2. Non-smooth optimization problems:
a. Often contain EXCEL functions like: IF( ), MAX( ), MIN( ), CHOOSE( ), or LOOKUP( ).
b. Have derivatives that are not continuous. 
c. Produce the solutions are “good” but they are not guaranteed to be globally or even locally optimal. 
d. All of the above.
3. Typical financial spreadsheet calculations are:
a. Too complex to comfortably apply optimization techniques.
b. Inherently nonlinear See “financial spreadsheet models” in chapter 8 for more information. 
c. Easy, so no optimization techniques are needed to make sound financial decisions. 
d. Not structured properly to apply optimization techniques.
4. One of famous applications of NLP in finance involves:
a. Maintaining a constant investment risk level.
b. Maximizing the level of return. 
c. Determining the optimal mix of investments to hold in a portfolio in order to minimize the risk of the portfolio while achieving a desired level of return. 
d. Minimizing the amount of money invested.
5. The term ‘efficient investment’ in a financial portfolio theory means that:
a. No portfolio exists that produces a higher expected return with less risk than the portfolio currently held.
b. There exist portfolios with a higher risk compared to the portfolio currently held. 
c.

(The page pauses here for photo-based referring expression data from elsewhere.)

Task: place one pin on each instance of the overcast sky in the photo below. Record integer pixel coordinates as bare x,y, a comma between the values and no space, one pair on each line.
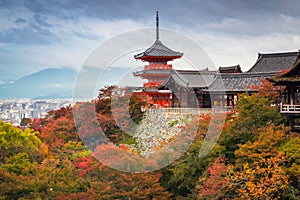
35,35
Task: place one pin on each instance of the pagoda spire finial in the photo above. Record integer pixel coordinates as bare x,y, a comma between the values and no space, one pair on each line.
157,26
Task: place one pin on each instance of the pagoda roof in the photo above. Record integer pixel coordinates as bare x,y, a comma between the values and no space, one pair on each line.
237,82
152,71
158,50
189,78
230,69
274,62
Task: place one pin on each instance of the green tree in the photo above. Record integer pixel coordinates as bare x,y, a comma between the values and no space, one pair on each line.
14,140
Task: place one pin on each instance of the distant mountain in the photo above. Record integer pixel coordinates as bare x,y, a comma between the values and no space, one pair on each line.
59,82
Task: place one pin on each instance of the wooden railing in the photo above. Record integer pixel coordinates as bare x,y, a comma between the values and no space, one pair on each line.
194,111
287,108
157,66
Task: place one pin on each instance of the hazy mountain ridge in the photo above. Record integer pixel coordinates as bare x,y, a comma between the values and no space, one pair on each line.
52,83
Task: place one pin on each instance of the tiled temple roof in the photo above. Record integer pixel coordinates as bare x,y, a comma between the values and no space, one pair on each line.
274,62
291,75
152,71
230,69
188,78
237,82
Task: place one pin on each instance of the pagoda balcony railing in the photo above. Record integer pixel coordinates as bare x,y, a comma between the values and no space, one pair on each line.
288,108
157,66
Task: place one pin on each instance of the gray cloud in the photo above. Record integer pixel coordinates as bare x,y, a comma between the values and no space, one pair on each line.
217,24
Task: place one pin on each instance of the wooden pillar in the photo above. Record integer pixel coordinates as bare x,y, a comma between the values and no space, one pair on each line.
292,95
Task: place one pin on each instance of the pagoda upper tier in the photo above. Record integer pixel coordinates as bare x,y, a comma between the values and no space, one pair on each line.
158,53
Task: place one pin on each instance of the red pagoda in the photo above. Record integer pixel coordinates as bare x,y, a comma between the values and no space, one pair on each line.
157,71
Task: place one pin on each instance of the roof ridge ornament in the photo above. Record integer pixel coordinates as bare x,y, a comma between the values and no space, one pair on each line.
157,26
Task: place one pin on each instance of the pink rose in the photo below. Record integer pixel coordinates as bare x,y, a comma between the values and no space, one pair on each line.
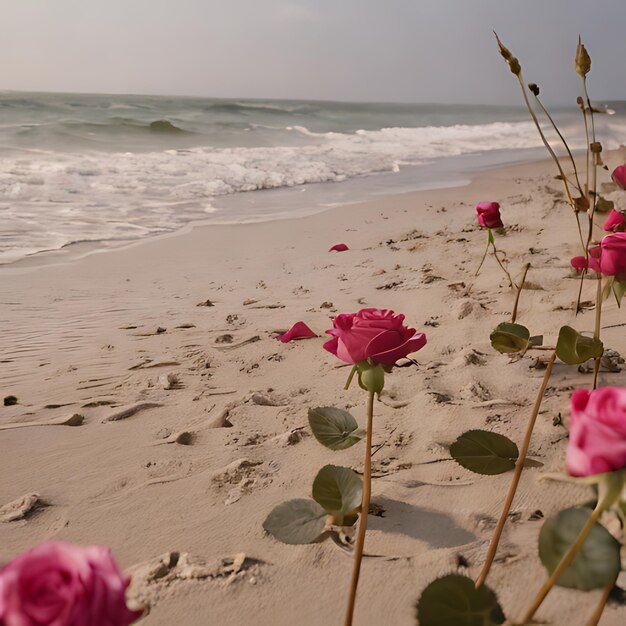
61,584
376,334
613,256
619,176
489,215
597,435
616,221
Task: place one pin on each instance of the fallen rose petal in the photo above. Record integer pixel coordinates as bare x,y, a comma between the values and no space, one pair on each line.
298,331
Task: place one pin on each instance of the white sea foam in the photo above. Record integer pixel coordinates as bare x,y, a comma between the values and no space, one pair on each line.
49,199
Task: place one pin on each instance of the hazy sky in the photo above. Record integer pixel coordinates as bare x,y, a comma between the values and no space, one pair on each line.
375,50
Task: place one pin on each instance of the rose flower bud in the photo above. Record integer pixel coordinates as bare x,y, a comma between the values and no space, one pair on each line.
376,334
61,584
613,256
597,435
619,176
616,221
489,215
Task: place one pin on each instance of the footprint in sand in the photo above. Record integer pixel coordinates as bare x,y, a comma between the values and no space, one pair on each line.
21,508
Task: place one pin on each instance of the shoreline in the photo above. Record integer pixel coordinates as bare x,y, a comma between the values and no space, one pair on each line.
99,337
458,177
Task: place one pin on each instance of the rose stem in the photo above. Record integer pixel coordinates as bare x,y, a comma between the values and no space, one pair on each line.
519,291
365,505
495,254
596,332
565,562
519,466
484,255
552,154
597,614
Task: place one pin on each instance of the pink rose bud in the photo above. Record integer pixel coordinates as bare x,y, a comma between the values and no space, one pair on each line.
376,334
61,584
298,331
616,221
619,176
597,434
489,215
613,255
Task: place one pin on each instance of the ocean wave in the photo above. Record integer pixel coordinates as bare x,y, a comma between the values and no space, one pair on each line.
64,197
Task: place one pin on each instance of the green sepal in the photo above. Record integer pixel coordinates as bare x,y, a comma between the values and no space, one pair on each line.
371,376
573,348
619,289
508,338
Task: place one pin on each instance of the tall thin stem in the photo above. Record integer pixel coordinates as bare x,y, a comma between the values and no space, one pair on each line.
597,614
484,256
569,152
495,254
365,505
519,291
519,466
552,154
565,562
596,332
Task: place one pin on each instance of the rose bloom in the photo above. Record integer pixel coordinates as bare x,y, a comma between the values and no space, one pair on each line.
613,255
597,434
489,215
616,221
619,176
376,334
61,584
609,258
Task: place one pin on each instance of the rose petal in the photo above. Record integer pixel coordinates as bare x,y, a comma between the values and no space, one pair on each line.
298,331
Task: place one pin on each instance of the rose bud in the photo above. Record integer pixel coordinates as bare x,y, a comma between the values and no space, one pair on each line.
376,334
61,584
619,176
616,221
613,256
597,435
489,215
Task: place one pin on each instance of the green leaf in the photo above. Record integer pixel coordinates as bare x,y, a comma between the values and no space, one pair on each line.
573,348
619,289
453,600
596,565
338,490
334,428
483,452
296,521
507,338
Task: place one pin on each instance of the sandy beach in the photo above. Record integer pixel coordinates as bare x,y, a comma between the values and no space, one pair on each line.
119,338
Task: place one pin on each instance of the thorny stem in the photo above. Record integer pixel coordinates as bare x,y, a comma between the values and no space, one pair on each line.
519,466
597,614
558,132
552,153
565,562
495,254
484,256
519,291
365,505
596,332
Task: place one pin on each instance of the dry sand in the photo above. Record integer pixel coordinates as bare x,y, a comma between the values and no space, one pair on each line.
98,337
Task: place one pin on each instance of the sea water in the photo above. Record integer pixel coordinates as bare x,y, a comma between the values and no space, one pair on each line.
115,168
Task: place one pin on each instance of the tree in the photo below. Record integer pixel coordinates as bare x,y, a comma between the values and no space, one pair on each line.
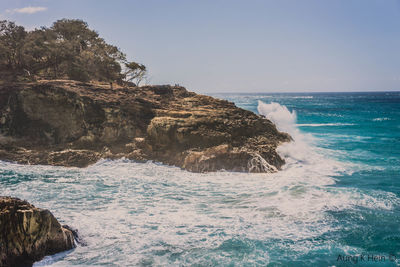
11,43
135,72
68,49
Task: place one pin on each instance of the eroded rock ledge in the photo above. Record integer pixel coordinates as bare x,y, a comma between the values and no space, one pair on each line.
27,233
69,123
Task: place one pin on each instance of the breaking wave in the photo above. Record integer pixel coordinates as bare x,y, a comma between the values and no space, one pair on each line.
148,214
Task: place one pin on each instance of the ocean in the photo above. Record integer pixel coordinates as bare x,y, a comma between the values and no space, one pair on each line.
335,203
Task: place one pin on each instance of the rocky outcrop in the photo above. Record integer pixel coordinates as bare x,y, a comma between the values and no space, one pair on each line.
74,124
28,233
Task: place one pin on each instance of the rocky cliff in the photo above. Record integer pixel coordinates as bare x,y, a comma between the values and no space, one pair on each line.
28,233
74,124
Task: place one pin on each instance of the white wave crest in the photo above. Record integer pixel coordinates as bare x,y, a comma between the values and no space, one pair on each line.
323,124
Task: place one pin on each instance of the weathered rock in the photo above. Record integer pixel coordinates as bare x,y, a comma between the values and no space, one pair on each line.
73,124
27,233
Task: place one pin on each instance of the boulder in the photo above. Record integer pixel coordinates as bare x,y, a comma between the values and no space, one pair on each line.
27,233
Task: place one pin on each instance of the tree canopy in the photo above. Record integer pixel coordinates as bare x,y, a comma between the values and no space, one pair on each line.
68,49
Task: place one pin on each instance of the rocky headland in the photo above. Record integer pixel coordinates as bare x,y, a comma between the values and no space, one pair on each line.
27,233
68,123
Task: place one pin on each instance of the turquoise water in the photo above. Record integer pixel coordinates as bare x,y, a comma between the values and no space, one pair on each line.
335,203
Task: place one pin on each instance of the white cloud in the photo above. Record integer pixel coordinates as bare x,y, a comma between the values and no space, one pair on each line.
27,10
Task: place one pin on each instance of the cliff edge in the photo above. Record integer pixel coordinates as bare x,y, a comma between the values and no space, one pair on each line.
69,123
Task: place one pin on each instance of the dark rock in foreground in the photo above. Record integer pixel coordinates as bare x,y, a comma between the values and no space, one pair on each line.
68,123
27,233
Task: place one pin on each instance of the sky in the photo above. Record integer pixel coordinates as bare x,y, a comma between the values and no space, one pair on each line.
212,46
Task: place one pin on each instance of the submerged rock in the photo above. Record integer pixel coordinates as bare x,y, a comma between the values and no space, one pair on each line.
69,123
27,233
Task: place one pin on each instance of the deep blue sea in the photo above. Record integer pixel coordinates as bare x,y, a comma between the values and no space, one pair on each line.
335,203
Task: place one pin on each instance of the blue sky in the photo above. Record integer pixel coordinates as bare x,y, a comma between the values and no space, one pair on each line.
243,45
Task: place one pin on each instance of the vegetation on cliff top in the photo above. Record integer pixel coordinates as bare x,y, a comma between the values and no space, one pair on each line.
68,49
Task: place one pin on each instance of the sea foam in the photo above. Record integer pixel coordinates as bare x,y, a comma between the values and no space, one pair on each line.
146,213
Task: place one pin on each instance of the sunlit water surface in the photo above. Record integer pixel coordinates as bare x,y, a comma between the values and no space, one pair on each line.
338,194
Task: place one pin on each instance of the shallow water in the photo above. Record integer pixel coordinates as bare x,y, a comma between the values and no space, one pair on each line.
338,195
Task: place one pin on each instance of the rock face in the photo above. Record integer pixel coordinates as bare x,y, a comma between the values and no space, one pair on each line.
74,124
28,233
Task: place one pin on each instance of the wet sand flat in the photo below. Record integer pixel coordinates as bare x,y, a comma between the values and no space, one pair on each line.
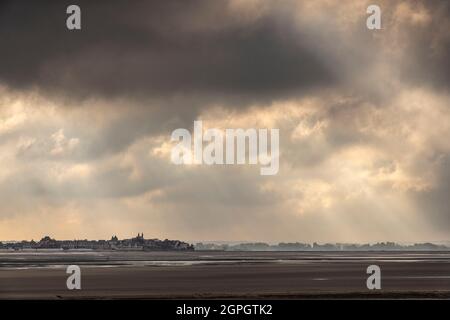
223,274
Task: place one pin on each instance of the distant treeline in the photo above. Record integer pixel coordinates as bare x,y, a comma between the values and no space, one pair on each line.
297,246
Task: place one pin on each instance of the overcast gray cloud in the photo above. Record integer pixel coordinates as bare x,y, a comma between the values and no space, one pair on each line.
86,117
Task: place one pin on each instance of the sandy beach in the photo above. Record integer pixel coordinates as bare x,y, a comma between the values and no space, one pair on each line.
146,275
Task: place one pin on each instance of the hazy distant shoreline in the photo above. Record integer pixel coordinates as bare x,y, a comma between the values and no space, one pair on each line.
170,275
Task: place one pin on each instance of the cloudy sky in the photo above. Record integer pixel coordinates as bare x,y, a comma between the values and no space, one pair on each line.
364,117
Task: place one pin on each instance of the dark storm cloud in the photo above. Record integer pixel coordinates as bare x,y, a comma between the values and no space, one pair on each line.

There exist portfolios with a higher expected return compared to the portfolio currently held. 
d. There exist portfolios with a lower risk compared to the portfolio currently held.
6. A graph of an efficient frontier:
a. Identifies all local minima
b. Plots the minimal portfolio risk associated with each possible level of return. 
c. Identifies only global minimum 
d. Enables automating investment portfolio decisions
7. The two conflicting objectives in investment portfolio management involve:
a. Minimizing risk and maximizing expected return.
b. Minimizing amount invested and maximizing expected return. 
c. Maximizing amount invested and minimizing risk. 
d. Maximizing risk and disregarding expected return.
8. In nonlinear optimization the Lagrange multipliers can be used to:
a. Accurately calculate the impact on the objective function of changing a constraint’s RHS value.
b. Estimate the approximate impact on the objective function of changing a constraint’s RHS value by small amounts. 
c. Estimate the impact of changing the objective function coefficient by a small amount on the constraint RHS. 
d. Predict the impact on the objective function of changing a constraint’s RHS value by large amounts.